Selected Publications
The Music of Herbert Howells (published by Boydell & Brewer), to which Jonathan contributed, may be ordered here.
It contains 2 essays: –
- ‘On Hermeneutics in Howells: Some Thoughts on Interpreting his Cello Concerto’
- ”Tunes all the way’? Romantic Modernism and the Piano Concertos of Herbert Howells’
Other Publications on Howells:
‘The Challenge to Goodwill: Herbert Howells, Alban Berg and ‘The Modern Problem” in British Musical Criticism and Intellectual Thought, 1850-1950. Edited by Jeremy Dibble and Julian Horton (Boydell & Brewer, 2018)
‘Shaping the living and the dead’ -The Annual Herbert Howells Lecture,
given at Westminster Abbey on 8th October 2016. Text here.
‘Herbert Howells’s Organ Works? Critical reception, performance practice and the case for reappraisal.’ was published in Volume 37 of the Journal of The British Institute of Organ Studies (December 2013).
JBIOS 37 can be obtained from the publisher: Positif Press (Oxford), TEL: +44 (0)1865 243220
‘Beauty Springeth Out of Naught’: Interpreting the Church Music of Herbert Howells was published online within British Postgraduate Musicology, vol. 11 (December 2011) – available here.
Programme Notes
Jonathan writes programme notes regularly for performances and recordings of music by Howells and other British composers. Do get in touch if you need some notes. His most recent set was for David Newsholme’s fine disc of organ music – Howells from Salisbury.
PhD Thesis Abstract
‘Experiments with Sonata Form’: A Critical Study of the Absolute Music of Herbert Howells and Its Place in Modern British Music’

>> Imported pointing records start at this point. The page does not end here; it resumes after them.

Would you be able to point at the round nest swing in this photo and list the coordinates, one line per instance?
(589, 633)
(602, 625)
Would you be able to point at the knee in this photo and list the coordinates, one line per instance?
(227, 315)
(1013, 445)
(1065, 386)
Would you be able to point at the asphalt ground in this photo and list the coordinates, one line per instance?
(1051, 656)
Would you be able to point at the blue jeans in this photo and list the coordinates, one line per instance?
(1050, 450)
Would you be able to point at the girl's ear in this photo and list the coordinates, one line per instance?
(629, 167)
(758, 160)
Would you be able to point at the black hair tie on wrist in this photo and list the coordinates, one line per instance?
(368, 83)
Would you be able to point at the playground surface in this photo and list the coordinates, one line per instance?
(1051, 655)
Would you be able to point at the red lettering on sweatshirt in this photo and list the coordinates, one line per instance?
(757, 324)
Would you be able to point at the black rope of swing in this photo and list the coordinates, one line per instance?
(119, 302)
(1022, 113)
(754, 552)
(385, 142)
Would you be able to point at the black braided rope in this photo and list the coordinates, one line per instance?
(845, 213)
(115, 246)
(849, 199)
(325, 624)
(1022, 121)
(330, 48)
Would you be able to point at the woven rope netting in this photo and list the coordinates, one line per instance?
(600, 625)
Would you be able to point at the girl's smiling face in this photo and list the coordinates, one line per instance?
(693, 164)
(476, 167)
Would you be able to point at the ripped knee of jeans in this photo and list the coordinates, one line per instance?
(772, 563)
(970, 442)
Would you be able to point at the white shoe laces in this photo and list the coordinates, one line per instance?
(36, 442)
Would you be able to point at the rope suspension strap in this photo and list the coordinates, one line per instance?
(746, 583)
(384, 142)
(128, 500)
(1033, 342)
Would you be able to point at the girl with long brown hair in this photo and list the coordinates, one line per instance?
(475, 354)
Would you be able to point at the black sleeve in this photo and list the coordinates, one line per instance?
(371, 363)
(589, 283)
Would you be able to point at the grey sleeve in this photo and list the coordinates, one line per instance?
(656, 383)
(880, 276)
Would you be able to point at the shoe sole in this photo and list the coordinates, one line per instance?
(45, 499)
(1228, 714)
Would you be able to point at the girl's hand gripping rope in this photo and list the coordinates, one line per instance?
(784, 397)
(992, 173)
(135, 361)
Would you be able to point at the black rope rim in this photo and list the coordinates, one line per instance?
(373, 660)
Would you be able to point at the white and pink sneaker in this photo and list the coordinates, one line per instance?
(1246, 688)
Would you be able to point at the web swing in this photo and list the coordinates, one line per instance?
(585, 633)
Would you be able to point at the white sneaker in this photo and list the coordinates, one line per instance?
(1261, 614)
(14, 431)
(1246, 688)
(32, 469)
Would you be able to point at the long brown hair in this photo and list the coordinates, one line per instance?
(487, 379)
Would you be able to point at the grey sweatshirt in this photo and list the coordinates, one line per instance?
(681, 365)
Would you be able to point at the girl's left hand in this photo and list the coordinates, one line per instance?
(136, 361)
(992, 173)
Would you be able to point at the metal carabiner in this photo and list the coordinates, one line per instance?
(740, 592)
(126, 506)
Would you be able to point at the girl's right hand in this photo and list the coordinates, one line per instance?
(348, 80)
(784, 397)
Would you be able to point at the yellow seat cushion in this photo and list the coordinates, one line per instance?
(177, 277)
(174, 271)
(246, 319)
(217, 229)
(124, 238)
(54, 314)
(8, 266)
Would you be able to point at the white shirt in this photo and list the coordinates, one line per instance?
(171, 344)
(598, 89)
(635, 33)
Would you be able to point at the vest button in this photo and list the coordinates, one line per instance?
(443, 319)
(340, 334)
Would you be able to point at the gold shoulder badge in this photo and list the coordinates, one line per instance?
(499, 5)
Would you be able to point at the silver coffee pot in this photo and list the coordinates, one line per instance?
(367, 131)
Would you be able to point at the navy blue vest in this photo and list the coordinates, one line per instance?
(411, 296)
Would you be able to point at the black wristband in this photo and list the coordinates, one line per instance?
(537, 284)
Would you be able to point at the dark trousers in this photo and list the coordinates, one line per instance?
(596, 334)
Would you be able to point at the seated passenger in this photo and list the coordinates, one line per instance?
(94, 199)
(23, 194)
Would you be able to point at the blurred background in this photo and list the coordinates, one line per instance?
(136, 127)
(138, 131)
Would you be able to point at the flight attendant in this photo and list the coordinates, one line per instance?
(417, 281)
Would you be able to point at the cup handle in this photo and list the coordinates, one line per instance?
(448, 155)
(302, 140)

Ultimately a case study in modernism and the British creative imagination, the thesis also examines aspects of Howells’s reception history, the death of his son and the substantial BBC lecture series ‘The Modern Problem’, all three elements of which provide significant illumination of Howells’s complex development as an instrumental composer, his musical Weltanschauung, his attitude to European contemporary music and how this adds significantly to a commentary on his own stylistic formation during a fragmented twentieth century.